À présent, le corps de la jeune fille flottait sur le plafond, tête-bêche. L’espace euclidien aboli cédait la place à une configuration difforme de l’espace-temps, comme plié, chiffonné. La bouche démultipliée de l’exorcisée, comme extirpée de la tête, parlait simultanément, en stéréophonie, égrenant des sentences en dialectes exotiques non terrestres ou surgis d’un passé incommensurable et oublié. Le K’Tou se mêlait au marnousien, l’élamite au fulbé, l’helladien du temps de Vestrak aux crissement insectoïdes des Velkriss, les émanations sulfureuses des siliçoïdes parents de Kinktankt aux mugissements d’un Graav, officier lycanthropoïde de l’ancienne flotte, le guèze à la langue olmèque, les changements colorés des frères de Kraksis aux ordres méprisants, rauques et gutturaux des généraux Haäns de la troisième caste. Et tous ces langages signifiaient:
- La maison de poupées… la maison de poupées. Prenez garde à la maison de poupées…
En la grotte sous le pool, l’heure était grave. Il n’y avait pas d’autre voie que le vortex, d’où avait émergé la troupe congolaise spectrale.
Choquée, Lorenza était prise de vertiges et de nausées bien qu’aucune substance toxique n’eût été projetée par les bouches des fantômes.    
Une voix résonna en la voûte. « Maman! ». C’était Violetta.
La quart de métamorphe se précipita au secours de sa génitrice. Ployée en deux, Lorenza devint brouillée et s’effaça comme évaporée, translatée dans une autre réalité. À l’instant même où le corps de la doctoresse disparaissait, un appel à l’aide retentit, atténué, distant.
- Il provient des profondeurs de la singularité, murmura Benjamin. C’est bien mon épouse.
- Allons! Nous n’avons plus le choix, répondit avec philosophie Gaston. Nous devons traverser.

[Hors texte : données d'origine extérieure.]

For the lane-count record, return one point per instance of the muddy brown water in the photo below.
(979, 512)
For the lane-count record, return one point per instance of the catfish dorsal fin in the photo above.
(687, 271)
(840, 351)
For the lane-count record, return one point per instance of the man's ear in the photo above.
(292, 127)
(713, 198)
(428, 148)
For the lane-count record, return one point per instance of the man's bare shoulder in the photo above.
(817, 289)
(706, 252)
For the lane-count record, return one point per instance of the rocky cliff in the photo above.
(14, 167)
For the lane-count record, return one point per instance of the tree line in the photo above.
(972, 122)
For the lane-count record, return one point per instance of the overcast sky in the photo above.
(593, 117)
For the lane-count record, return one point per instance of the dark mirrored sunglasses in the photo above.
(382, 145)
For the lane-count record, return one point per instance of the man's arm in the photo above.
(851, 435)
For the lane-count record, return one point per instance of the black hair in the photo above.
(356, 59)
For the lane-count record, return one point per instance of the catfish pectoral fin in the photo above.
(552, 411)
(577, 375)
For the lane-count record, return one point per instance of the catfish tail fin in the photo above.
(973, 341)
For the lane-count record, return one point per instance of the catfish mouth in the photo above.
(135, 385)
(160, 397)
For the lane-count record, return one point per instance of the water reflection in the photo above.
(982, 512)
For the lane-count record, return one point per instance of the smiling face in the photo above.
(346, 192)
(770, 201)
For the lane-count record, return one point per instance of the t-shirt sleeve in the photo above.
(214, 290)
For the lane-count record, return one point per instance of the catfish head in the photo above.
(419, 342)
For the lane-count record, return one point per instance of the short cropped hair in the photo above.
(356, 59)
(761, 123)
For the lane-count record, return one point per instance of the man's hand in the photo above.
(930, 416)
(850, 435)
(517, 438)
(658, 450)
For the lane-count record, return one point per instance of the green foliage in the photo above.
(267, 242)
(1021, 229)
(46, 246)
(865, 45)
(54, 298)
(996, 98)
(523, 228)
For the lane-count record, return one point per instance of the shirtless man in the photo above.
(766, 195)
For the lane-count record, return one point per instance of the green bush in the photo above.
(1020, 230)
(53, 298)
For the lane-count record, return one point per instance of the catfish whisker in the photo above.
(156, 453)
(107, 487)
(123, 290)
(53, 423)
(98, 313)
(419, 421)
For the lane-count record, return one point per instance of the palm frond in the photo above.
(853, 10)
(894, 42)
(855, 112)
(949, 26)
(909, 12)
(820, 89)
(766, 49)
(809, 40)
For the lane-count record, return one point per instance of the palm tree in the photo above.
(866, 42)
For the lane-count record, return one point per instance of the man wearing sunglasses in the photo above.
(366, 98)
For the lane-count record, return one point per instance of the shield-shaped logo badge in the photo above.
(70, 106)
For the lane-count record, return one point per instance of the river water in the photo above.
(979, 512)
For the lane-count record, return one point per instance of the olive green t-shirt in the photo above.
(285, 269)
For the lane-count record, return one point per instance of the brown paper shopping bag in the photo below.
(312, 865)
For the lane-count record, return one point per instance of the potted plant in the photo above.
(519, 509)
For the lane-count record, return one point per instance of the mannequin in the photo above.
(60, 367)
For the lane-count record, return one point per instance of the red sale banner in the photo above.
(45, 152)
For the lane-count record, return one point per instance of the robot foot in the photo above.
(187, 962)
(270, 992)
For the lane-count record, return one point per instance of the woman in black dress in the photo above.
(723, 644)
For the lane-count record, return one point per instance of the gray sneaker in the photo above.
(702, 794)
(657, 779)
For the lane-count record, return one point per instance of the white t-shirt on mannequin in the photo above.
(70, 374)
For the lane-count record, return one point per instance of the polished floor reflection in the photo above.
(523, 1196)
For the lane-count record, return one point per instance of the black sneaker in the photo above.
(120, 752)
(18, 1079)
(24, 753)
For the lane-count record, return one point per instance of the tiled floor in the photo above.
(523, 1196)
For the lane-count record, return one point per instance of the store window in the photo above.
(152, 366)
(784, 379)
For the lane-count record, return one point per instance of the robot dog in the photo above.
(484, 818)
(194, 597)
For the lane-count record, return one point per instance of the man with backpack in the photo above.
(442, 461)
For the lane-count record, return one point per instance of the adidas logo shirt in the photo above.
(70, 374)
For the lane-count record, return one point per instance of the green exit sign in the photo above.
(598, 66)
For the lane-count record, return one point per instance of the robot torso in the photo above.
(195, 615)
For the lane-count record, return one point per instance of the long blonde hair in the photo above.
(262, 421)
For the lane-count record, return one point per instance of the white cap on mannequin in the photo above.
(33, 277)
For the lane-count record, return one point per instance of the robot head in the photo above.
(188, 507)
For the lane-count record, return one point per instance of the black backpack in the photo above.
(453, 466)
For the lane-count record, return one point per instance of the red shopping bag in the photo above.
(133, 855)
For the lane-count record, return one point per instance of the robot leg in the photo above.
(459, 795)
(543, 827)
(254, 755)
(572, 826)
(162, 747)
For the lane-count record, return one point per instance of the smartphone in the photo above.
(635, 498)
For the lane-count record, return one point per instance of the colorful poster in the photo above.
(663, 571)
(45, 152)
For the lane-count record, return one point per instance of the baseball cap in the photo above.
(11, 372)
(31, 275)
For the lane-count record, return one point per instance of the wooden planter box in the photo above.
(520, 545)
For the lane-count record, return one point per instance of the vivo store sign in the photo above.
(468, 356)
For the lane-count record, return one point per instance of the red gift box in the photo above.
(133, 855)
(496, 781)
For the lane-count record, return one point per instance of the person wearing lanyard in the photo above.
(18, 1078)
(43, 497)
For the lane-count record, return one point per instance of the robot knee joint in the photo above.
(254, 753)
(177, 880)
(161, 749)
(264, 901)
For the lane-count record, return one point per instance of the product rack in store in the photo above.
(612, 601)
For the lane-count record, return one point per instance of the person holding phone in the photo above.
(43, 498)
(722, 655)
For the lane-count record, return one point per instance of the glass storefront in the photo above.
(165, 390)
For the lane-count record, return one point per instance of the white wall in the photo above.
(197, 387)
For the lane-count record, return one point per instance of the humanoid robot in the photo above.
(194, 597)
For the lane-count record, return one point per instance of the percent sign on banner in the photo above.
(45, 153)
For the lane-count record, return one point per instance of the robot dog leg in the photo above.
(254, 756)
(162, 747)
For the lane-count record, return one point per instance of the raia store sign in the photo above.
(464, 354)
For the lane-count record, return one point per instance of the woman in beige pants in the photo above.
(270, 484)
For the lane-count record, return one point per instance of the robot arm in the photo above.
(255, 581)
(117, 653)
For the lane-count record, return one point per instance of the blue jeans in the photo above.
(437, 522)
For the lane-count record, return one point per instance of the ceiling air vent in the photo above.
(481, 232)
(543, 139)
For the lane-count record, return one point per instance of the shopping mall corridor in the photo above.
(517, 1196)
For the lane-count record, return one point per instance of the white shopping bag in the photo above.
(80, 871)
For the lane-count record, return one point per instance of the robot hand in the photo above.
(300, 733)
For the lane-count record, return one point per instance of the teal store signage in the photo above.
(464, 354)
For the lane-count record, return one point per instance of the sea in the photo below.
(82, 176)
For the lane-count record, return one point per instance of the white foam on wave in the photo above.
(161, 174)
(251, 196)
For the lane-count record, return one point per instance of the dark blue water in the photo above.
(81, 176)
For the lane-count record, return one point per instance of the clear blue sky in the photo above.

Si tout le groupe affichait sa résolution, il n’en allait pas de même pour Azzo. Non seulement le métis de Sapiens et de pré K’Tou marquait sa réticence par l’émission de grognements sourds mais aussi ses muscles tétanisés lui conféraient une immobilité de marbre. Comprenant la situation et réagissant au quart de tour, Spénéloss s’approcha d’Azzo et lui fit sa célèbre prise helladienne Ainsi, il fut porté tel un poids mort par Gaston de la Renardière dont la force était proverbiale.
La voix de di Fabbrini se faisait toujours entendre.
- Je ne sais pas où je suis. Je n’y vois pas grand-chose. Mais je respire sans difficulté et je n’ai pas froid.
Chacun, à tour de rôle, sauta dans l’espèce de trou de ver qui devenait instable. Des fulgurances bleutées émises par le tourbillon frappaient les concrétions de l’immense caverne et, se répercutant, rebondissant, commençaient à ébranler la structure même de la roche qui émettait des grésillements, vibrait et se brouillait. Cela rappelait l’image quadridimensionnelle d’un monde holographique menacé d’un effacement imminent. Spénéloss lança:
- Dépêchons-nous. Le lieu dans lequel nous nous trouvons se déstabilise. Sa structure atomique s’effondre.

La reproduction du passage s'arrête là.